Computer Science Department, Harvey Mudd College, Claremont, CA, USA.; Mathematics Department, Harvey Mudd College, Claremont, CA, USA.
Gene Regul Syst Bio. 2016 Jun 12;10:21-33. doi: 10.4137/GRSB.S38462. eCollection 2016.
A long-standing objective in modern biology is to characterize the molecular components that drive the development of an organism. At the heart of eukaryotic development lies gene regulation. On the molecular level, much of the research in this field has focused on the binding of transcription factors (TFs) to regulatory regions in the genome known as cis-regulatory modules (CRMs). However, relatively little is known about the sequence-specific binding preferences of many TFs, especially with respect to the possible interdependencies between the nucleotides that make up binding sites. A particular limitation of many existing algorithms that aim to predict binding site sequences is that they do not allow for dependencies between nonadjacent nucleotides. In this study, we use a recently developed computational algorithm, MARZ, to compare binding site sequences using 32 distinct models in a systematic and unbiased approach to explore nucleotide dependencies within binding sites for 15 distinct TFs known to be critical to Drosophila development. Our results indicate that many of these proteins have varying levels of nucleotide interdependencies within their DNA recognition sequences, and that, in some cases, models that account for these dependencies greatly outperform traditional models that are used to predict binding sites. We also directly compare the ability of different models to identify the known KRUPPEL TF binding sites in CRMs and demonstrate that a more complex model that accounts for nucleotide interdependencies performs better when compared with simple models. This ability to identify TFs with critical nucleotide interdependencies in their binding sites will lead to a deeper understanding of how these molecular characteristics contribute to the architecture of CRMs and the precise regulation of transcription during organismal development.

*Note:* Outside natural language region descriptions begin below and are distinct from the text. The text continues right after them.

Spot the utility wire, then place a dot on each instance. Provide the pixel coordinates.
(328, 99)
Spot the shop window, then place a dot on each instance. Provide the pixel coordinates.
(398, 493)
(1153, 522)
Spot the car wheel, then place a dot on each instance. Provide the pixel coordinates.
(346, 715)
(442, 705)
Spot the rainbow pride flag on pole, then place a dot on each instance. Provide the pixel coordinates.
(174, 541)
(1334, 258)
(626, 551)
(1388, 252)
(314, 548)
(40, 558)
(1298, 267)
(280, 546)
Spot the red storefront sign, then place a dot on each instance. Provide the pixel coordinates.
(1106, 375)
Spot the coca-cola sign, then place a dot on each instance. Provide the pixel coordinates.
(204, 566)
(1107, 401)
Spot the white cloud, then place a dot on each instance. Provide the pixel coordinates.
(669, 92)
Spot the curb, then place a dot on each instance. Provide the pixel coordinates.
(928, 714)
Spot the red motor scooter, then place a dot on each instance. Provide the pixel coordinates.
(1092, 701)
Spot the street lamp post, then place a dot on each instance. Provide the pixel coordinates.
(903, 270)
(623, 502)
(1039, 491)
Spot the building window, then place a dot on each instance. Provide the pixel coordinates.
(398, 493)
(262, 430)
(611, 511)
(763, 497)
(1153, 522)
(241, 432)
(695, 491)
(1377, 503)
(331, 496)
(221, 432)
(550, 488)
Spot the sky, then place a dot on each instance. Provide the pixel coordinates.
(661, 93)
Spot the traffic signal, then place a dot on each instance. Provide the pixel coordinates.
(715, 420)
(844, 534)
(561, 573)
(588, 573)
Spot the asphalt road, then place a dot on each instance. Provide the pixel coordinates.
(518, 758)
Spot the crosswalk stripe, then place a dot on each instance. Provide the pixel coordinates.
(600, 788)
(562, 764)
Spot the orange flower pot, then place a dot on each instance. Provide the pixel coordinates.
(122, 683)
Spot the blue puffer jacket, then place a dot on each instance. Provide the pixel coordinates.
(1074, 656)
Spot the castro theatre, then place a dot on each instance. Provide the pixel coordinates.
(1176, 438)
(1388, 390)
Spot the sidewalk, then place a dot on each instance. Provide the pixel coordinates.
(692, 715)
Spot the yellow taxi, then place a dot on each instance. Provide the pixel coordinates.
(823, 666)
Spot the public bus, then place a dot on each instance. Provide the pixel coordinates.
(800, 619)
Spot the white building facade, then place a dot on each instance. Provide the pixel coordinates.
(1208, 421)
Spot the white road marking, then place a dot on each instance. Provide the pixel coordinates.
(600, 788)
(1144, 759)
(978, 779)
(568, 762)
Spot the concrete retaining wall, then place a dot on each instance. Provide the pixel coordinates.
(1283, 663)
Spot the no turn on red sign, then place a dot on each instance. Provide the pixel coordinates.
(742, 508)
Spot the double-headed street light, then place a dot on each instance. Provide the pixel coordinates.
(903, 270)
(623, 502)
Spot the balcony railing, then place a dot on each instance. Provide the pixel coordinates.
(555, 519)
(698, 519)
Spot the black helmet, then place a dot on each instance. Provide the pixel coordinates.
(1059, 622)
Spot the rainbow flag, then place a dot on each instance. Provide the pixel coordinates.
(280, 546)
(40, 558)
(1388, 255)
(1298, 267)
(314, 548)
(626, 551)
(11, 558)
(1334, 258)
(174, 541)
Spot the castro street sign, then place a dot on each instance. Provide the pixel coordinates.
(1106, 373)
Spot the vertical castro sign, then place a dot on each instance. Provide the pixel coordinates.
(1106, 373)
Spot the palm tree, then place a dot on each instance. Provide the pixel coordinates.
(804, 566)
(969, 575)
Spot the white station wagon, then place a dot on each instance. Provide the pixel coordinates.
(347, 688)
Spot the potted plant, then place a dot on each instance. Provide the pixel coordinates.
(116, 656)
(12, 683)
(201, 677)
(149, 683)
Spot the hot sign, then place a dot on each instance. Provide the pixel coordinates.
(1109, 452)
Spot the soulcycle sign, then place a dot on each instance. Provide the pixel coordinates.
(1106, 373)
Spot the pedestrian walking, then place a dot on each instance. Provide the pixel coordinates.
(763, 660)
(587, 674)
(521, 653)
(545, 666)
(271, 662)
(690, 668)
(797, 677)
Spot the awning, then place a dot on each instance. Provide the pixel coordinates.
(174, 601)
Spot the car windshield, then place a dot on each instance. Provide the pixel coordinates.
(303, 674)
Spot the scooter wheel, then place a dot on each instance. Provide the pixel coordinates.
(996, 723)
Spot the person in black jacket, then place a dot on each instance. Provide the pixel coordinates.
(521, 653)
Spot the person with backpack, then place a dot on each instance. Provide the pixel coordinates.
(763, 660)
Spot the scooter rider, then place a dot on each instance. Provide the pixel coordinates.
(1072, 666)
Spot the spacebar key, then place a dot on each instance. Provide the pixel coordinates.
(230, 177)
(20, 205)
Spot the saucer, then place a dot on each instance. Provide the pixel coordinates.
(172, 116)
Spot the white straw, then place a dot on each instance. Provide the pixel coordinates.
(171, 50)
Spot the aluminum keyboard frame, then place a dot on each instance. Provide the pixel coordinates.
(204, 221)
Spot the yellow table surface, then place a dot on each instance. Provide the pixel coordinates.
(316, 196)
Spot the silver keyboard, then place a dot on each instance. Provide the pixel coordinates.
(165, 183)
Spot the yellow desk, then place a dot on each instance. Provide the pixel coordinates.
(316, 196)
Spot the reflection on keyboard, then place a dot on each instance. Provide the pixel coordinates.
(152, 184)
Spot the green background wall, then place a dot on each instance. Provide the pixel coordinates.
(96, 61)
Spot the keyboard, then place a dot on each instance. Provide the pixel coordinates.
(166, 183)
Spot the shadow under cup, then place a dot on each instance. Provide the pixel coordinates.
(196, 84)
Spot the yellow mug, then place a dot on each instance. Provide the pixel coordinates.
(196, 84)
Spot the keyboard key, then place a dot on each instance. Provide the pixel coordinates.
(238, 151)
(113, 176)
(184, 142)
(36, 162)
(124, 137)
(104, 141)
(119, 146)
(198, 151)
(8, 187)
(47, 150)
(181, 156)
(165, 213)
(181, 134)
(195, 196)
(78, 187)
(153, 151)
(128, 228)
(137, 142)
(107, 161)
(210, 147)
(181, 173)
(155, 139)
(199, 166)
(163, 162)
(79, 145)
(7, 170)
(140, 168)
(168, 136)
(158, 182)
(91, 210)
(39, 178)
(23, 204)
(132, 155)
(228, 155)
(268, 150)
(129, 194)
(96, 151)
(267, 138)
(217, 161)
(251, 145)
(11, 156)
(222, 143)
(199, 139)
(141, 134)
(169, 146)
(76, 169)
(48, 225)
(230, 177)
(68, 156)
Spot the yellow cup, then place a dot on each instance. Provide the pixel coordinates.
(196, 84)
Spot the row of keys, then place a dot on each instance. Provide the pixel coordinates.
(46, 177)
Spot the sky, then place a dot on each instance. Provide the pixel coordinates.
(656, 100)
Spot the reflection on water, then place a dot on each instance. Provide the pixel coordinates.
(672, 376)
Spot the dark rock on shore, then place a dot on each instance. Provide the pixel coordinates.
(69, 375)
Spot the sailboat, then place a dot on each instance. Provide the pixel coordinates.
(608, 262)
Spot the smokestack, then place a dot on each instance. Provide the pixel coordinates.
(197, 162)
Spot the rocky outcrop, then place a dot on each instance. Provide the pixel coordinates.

现代生物学的一个长期目标是确定驱动生物体发育的分子成分。真核生物发育的核心是基因调控。在分子水平上,该领域的许多研究都集中在转录因子(TFs)与基因组中被称为顺式调控模块(CRMs)的调控区域的结合上。然而,对于许多转录因子的序列特异性结合偏好,尤其是关于构成结合位点的核苷酸之间可能的相互依赖性,人们了解得相对较少。许多旨在预测结合位点序列的现有算法的一个特别局限在于,它们不考虑非相邻核苷酸之间的依赖性。在本研究中,我们使用一种最近开发的计算算法MARZ,采用系统且无偏的方法,使用32种不同模型比较结合位点序列,以探索15种已知对果蝇发育至关重要的不同转录因子结合位点内的核苷酸依赖性。我们的结果表明,这些蛋白质中的许多在其DNA识别序列内具有不同程度的核苷酸相互依赖性,并且在某些情况下,考虑这些依赖性的模型大大优于用于预测结合位点的传统模型。我们还直接比较了不同模型识别CRMs中已知的KRUPPEL转录因子结合位点的能力,并证明与简单模型相比,考虑核苷酸相互依赖性的更复杂模型表现更好。这种识别在其结合位点具有关键核苷酸相互依赖性的转录因子的能力,将有助于更深入地理解这些分子特征如何影响CRMs的结构以及生物体发育过程中转录的精确调控。